Fondazione Comunità Mantovana sostiene 32 progetti per l’assistenza sociale 2026

MANTOVA – Crescono le richieste, aumentano le collaborazioni e si rafforza l’attenzione verso innovazione e fragilità. È il quadro che emerge dal Bando Assistenza Sociale 2026 della Fondazione Comunità Mantovana, che quest’anno ha registrato un significativo incremento di progetti presentati da enti pubblici e realtà del terzo settore.

Il Cda della Fondazione ha deliberato un finanziamento complessivo di 200 mila euro, destinato a 32 progetti. Tra questi spiccano 7 richieste per l’acquisto di automezzi dedicati al trasporto di persone fragili: un numero superiore rispetto agli anni precedenti, segno di un bisogno crescente di mobilità protetta e servizi di prossimità.

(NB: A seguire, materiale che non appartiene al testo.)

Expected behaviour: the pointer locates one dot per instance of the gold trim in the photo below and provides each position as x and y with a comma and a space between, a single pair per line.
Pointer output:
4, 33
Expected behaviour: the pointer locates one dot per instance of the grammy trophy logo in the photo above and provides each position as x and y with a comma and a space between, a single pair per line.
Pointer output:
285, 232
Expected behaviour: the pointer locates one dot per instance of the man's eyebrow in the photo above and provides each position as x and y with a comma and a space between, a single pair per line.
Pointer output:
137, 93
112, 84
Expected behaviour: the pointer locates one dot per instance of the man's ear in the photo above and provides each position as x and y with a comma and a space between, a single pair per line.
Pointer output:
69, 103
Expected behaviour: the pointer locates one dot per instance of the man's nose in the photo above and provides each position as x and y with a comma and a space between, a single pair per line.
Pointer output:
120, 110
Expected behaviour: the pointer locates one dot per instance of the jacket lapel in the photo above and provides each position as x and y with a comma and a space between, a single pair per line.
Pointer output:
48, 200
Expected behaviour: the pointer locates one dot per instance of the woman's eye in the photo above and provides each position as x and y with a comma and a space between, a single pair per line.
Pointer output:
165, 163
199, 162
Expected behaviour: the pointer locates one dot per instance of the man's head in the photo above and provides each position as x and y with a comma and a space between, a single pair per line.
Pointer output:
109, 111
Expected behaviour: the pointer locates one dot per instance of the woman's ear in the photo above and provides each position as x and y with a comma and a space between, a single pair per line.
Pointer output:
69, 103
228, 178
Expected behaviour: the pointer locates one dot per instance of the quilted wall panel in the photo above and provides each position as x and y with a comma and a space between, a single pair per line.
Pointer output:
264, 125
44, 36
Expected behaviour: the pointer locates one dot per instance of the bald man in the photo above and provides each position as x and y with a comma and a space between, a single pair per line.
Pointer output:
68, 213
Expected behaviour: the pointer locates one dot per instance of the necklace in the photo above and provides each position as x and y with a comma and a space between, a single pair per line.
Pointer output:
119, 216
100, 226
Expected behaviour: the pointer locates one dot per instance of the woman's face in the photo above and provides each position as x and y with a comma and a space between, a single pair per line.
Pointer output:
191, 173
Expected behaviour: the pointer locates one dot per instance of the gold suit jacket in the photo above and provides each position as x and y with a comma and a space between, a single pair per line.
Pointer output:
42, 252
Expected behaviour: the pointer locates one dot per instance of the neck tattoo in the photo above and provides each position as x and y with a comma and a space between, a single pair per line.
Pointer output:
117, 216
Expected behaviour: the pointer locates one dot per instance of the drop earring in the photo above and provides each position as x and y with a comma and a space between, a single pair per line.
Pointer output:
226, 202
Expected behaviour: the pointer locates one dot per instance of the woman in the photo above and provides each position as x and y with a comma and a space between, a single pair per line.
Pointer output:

In aumento anche i progetti di rete, presentati congiuntamente da associazioni no profit e amministrazioni pubbliche, a conferma di una visione sempre più condivisa e integrata del welfare territoriale.

Un elemento di novità riguarda l’ingresso dell’intelligenza artificiale nei servizi sociali: alcune realtà hanno scelto di integrare strumenti digitali avanzati nelle proprie attività, come il servizio di ascolto Giovani Next del Centro Aiuto alla Vita, mentre altri enti hanno avviato percorsi di digitalizzazione interna per migliorare efficienza e qualità dell’offerta.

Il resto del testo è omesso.